Mi padre trató de disuadir a su padre de esta idea, pero sin éxito. Entonces, al momento que abrió el banco, se pusieron su ropa más abrigada, bajaron las escaleras, cruzaron la calle helada y entraron al banco. Allá, fueron inmediatamente saludados por una de las cajeras bancarias, quien parecía conocer bien a mi abuelo, y él a ella.

"Buenos días, Señor Adler," dijo ella. "¿Cómo puedo ayudarle hoy?"

"Buenos días, Señora Fischer." Poniendo su brazo sobre los hombros de mi padre, dijo con orgullo, "Quiero presentarle a mi hijo, Jaime. Voló aquí desde Albuquerque, Nuevo México sólo para ayudarme. Ya vamos a eliminar el nombre de su hermana de mi cuenta, y poner su nombre en su lugar."

"Le entiendo bien, Señor Adler," dijo ella, lanzando una mirada sospechosa a mi padre, "¿pero está seguro que quiere hacer este cambio? Creo que su hija ha estado como co-signataria por muchos años sin ningún problema."

"Muchas gracias por su preocupación," dijo mi abuelo, "pero estoy seguro. Sigamos adelante y hagamos ese cambio ahora mismo."

"Por supuesto, Señor Adler," respondió, lanzando una mirada aún más sospechosa a mi padre, pero sí arregló los papeles.

Mi papá se quedó con su padre unos días más, limpiando su departamento y su ropa, y asegurándose de que tuviera suficientes alimentos y otros suministros. Después se despidió de su padre, respiró aliviado, y voló a casa.

Pasaron más o menos seis meses cuando recibió otra llamada de Chicago, con las noticias de que apenas había fallecido su padre. Otra vez voló a Chicago, ahora para organizar el funeral y el velatorio. Sabía que habría muchos gastos, pero mi papá estaba seguro que no habría ningún problema; puede simplemente cruzar la calle y, como signatario, tomar los fondos necesarios de la cuenta de su padre.

Cuando entró en el banco, fue recibido por la misma señora Fischer. Ella ya sabía que mi abuelo había fallecido.

"Buenos días, Señor Adler," dijo, "Lamento mucho la muerte de su padre; fue un cliente de muchos años."

"Muchas gracias por sus amables palabras," respondió mi padre. "Desafortunadamente, ya necesito retirar algo de dinero de su cuenta para pagar su funeral. ¿Puede ayudarme con eso?"

"Lo siento, pero no puedo, Señor Adler," dijo con el asomo de una sonrisa. "Usted no es signatario de la cuenta."

"¡Pero hace unos meses mi padre y yo estuvimos aquí, con usted, arreglando exactamente eso!" exclamó mi padre, asombrado. "Usted misma hizo el papeleo."

"Sí, me acuerdo perfectamente bien," respondió ella tranquilamente.

"Entonces, ¿por qué me está diciendo que no estoy signatario?"

"Porque, Señor Adler, unos días después de su visita, su padre regresó al banco y eliminó su nombre de la cuenta."
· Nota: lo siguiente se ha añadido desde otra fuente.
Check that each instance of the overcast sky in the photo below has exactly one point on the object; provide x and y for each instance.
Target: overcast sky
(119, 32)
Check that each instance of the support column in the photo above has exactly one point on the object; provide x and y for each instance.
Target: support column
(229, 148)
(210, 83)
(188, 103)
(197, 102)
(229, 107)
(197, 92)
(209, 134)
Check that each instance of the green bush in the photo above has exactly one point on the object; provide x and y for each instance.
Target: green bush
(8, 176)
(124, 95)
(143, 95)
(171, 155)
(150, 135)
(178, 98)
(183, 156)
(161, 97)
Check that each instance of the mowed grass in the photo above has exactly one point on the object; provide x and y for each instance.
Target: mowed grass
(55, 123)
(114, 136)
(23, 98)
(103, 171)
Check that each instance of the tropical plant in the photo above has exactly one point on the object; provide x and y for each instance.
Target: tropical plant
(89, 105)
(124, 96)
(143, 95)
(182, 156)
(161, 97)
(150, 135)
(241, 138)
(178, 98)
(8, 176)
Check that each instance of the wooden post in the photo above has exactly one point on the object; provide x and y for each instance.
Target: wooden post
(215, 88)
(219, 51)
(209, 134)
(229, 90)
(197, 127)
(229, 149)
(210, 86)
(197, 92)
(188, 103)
Mi padre estaba aturdido. "Pero, pero ¿por qué?" tartamudeó. "¿Dijo por qué?"

"Sí," dijo ella, "me acuerdo de sus palabras exactas." Ella hizo una larga pausa.

"¿Cuáles eran?" exigió mi padre.

"Cuáles eran," dijo la señora triunfantemente, "que cualquier hijo suyo quien quiera viajar desde Albuquerque, Nuevo México hasta Chicago en pleno invierno para poner su nombre en su cuenta bancaria solo quería su dinero, y no se podía confiar en él."

"Así fue mi padre," mi papá siempre decía cuando terminaba esta historia, siempre con una risita "Así fue mi padre."